Also feel free to peruse election programs yourself. Most parties put out short versions.

You also don't need to run for office to have an effect on party lines. I'm a member of a party. There are congresses on a regional (Bundesland) and national level. In my party the process is voting for proposals before the national congress due to the huge amount of proposals, but usually every proposal on regional level is discussed and voted on. It does not take much time to prepare a proposal, but it shapes the discourse.

> The wahl-o-mat is not biased, it's based on the respective election programs.

That’s exactly my point. If a problem exists or a solution to a problem is possible about which no party is willing to talk about, it will not show it. The choice of topics is based on party opinions, not on voter surveys. This is called bias.

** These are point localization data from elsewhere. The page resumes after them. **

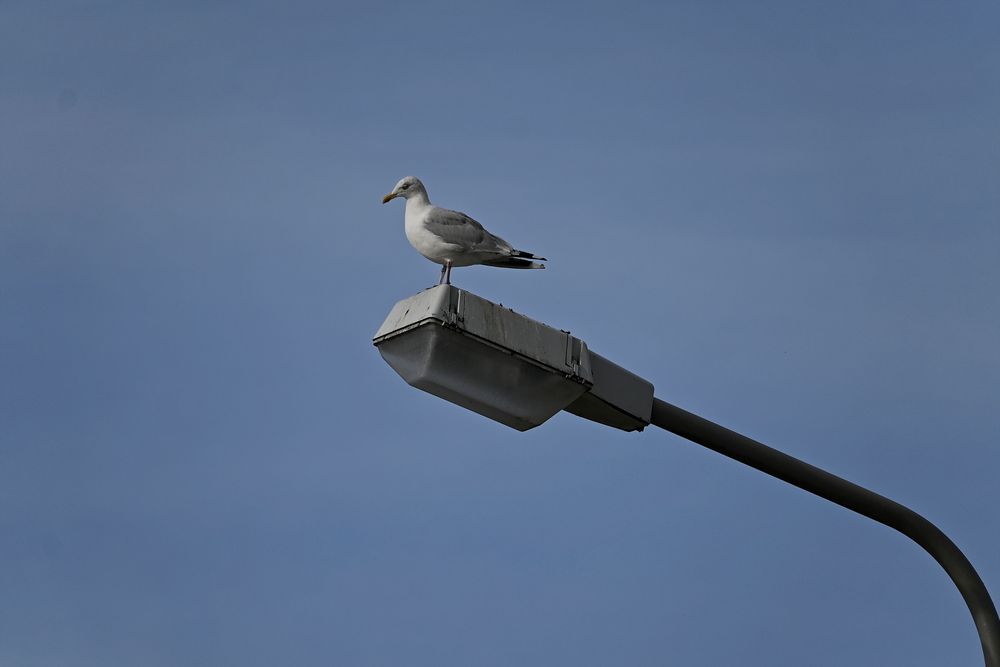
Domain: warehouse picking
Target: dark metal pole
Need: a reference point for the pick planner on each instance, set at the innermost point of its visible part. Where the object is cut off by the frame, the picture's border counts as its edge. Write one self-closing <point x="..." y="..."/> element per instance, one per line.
<point x="853" y="497"/>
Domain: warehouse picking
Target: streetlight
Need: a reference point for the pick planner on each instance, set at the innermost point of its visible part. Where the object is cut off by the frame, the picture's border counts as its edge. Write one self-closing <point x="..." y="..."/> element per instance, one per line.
<point x="520" y="372"/>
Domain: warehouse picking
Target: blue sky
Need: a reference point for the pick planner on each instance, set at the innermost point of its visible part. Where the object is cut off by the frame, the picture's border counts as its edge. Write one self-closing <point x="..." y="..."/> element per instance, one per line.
<point x="783" y="214"/>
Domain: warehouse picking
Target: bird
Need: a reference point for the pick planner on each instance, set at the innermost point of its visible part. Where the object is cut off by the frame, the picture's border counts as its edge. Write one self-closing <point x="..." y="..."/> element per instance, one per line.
<point x="451" y="238"/>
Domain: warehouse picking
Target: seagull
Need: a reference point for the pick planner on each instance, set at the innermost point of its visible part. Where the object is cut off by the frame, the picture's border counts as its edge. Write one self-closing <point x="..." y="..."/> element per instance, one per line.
<point x="450" y="238"/>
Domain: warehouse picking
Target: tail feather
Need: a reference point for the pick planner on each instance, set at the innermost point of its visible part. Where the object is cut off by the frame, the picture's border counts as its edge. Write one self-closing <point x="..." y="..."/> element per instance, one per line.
<point x="514" y="263"/>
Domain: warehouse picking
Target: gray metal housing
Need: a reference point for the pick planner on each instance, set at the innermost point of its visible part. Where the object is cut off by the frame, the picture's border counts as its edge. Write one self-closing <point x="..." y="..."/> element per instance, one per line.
<point x="504" y="365"/>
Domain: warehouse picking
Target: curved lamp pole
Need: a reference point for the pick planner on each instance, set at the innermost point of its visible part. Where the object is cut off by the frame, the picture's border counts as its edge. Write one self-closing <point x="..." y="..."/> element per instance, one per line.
<point x="520" y="372"/>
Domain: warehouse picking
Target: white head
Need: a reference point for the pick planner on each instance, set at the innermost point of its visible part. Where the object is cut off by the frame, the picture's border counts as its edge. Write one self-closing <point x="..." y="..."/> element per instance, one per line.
<point x="409" y="186"/>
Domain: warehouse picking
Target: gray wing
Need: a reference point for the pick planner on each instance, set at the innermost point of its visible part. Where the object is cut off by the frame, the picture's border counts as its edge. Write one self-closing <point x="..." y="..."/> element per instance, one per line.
<point x="460" y="230"/>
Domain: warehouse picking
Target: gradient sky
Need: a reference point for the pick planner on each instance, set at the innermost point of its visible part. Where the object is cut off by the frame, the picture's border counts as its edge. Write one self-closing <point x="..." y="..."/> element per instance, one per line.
<point x="785" y="214"/>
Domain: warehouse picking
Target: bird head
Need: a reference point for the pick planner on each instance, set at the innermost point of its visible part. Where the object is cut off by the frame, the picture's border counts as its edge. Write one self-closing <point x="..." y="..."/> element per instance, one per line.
<point x="407" y="187"/>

> Also feel free to peruse election programs yourself.

I read the full programs. This is the main reason why I think German political system is in the state of crisis.

> I'm a member of a party.

You surely know some examples when a party member shaped the discourse and set the course of institutional reforms. How long did it take for that person to achieve such results?

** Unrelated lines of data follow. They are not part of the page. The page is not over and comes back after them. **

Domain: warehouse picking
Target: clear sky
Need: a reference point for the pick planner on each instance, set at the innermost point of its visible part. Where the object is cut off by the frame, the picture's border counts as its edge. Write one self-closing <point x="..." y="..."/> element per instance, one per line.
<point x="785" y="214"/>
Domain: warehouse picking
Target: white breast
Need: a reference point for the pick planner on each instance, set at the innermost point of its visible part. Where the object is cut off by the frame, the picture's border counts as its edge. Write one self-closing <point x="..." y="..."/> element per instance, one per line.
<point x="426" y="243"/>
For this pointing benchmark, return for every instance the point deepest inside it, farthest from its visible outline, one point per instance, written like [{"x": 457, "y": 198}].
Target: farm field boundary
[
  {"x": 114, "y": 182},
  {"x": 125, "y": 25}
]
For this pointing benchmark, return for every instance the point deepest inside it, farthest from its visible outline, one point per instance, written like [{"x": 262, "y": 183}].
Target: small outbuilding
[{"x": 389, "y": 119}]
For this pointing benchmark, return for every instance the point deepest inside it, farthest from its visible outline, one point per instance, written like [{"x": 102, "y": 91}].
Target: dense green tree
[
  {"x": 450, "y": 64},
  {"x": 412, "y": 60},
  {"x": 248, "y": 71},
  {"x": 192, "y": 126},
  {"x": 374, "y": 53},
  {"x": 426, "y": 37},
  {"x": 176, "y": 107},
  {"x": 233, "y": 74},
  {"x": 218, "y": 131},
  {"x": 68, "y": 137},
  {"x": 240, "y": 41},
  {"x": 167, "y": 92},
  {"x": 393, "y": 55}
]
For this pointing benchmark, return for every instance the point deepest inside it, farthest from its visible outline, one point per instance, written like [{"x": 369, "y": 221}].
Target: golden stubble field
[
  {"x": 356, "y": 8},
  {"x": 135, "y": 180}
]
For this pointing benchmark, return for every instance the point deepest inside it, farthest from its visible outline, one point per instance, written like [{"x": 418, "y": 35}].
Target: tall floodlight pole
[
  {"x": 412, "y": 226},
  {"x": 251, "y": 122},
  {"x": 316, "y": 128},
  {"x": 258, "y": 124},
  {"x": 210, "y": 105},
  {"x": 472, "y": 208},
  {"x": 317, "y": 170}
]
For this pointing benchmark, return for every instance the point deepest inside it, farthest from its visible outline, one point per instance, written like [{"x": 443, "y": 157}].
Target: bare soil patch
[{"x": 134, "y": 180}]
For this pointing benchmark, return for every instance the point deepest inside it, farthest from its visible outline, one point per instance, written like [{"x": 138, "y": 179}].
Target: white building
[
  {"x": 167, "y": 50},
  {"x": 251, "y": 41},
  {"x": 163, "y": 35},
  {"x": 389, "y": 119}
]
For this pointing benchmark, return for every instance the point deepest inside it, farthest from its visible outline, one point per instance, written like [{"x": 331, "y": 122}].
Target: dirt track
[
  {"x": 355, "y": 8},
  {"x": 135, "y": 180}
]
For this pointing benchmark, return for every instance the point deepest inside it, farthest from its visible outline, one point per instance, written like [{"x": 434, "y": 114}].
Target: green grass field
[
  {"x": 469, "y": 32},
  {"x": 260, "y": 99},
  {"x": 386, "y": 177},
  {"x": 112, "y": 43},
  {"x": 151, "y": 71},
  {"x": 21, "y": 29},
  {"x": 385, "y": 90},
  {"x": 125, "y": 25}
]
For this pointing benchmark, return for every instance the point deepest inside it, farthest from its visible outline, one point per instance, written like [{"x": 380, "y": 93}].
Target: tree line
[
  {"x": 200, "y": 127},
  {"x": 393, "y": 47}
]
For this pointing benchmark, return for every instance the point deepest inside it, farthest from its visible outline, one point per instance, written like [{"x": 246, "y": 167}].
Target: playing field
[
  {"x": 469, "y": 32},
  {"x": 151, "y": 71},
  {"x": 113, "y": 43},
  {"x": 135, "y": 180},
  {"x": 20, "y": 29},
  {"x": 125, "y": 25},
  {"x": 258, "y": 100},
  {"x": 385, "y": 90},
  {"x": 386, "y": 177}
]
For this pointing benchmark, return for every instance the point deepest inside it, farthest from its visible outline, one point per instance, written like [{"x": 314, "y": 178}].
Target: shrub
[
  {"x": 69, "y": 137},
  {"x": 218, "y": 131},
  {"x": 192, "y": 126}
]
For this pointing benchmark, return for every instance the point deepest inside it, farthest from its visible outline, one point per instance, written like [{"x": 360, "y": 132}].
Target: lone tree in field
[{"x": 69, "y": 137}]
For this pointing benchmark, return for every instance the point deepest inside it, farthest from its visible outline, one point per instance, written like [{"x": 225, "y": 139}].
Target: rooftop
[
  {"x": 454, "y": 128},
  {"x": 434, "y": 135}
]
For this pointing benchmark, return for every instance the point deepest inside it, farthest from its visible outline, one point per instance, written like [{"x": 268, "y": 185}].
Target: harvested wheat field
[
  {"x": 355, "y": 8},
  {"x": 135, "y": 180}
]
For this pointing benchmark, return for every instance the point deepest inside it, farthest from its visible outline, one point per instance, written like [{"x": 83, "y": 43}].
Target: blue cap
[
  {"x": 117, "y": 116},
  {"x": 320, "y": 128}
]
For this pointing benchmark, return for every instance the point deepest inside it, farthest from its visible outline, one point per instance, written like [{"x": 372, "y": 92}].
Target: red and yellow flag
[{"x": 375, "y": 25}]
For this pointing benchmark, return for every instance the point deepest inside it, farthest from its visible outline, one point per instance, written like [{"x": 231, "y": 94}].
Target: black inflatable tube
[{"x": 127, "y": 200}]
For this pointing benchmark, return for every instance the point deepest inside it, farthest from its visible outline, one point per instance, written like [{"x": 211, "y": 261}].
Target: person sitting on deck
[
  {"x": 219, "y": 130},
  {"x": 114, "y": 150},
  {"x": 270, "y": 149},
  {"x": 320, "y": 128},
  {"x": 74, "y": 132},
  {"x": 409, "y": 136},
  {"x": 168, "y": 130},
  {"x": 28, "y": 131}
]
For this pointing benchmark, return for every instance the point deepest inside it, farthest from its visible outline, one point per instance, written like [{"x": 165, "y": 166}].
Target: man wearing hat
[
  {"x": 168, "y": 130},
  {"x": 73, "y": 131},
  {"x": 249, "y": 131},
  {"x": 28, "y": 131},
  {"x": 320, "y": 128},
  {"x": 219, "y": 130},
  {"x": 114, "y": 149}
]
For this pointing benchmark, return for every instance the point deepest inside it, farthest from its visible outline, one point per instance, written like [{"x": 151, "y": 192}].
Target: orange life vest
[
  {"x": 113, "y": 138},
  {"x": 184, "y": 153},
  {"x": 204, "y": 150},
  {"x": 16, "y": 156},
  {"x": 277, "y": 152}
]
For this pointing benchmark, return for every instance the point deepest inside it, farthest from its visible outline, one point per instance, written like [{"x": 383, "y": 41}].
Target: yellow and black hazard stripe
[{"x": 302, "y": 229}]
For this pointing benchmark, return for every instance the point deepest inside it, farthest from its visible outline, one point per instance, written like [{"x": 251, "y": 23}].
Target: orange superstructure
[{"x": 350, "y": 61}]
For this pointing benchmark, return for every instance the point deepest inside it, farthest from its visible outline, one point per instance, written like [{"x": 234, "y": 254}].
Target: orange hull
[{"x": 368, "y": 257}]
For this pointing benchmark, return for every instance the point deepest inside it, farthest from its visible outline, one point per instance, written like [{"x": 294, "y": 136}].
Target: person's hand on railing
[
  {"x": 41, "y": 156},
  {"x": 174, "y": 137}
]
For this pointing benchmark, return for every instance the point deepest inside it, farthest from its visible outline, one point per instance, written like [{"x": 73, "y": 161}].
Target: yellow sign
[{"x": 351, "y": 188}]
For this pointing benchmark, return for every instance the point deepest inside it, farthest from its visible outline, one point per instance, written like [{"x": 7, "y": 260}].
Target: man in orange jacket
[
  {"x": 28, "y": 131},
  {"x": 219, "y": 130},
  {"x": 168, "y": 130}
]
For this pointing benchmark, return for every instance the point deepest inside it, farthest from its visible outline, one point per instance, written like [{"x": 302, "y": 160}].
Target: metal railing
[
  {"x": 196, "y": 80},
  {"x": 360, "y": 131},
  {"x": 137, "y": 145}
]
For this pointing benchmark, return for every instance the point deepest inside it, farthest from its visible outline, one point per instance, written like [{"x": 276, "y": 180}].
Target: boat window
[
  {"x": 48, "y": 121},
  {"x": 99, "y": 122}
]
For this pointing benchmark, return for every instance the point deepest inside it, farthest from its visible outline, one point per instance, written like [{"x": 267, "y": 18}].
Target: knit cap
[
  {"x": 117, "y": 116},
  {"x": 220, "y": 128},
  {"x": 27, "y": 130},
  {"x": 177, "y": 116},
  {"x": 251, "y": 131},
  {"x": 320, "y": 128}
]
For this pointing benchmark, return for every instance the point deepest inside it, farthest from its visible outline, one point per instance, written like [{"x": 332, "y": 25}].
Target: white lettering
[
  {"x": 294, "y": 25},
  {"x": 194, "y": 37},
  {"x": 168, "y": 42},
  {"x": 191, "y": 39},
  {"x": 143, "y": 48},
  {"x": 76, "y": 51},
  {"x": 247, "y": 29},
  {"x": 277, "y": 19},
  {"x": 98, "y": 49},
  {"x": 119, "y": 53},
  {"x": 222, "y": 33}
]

> That’s exactly my point. If a problem exists or a solution to a problem is possible about which no party is willing to talk about, it will not show it. The choice of topics is based on party opinions, not on voter surveys. This is called bias.

It's not a bias. I think you're misunderstanding the meaning of the word. We vote for parties and the wahl-o-mat compares the opinion of these parties. It would be biased if it would give an unfair advantage or disadvantage to one or some parties. The parties' opinions not being a good representation of the important challenges we face is not a bias of the wahl-o-mat. You can question its usefulness but calling it biased is calling it dishonest.

And honestly? That sucks. You can question its usefulness but please don't call an initiative that aims to give the populace a better political overview biased for no reason. You're not helping shape political discourse for the better here. I just checked: There weren't any no google results for "wahl-o-mat bias" yet. Now there are.

For me personally, Die Linke is hitting many spots. Of course, nobody will ever be 100% aligned with a political party's program, but that's ok.
It seems to even get the compass needle pointing in the right direction would require immense personal sacrifice. This brings to mind a line I heard recently: “I burn my life to make a sunrise I will never see.”
Or a lot of smaller sacrifices by a large group of people.
>who only saw rising prosperity their entire life.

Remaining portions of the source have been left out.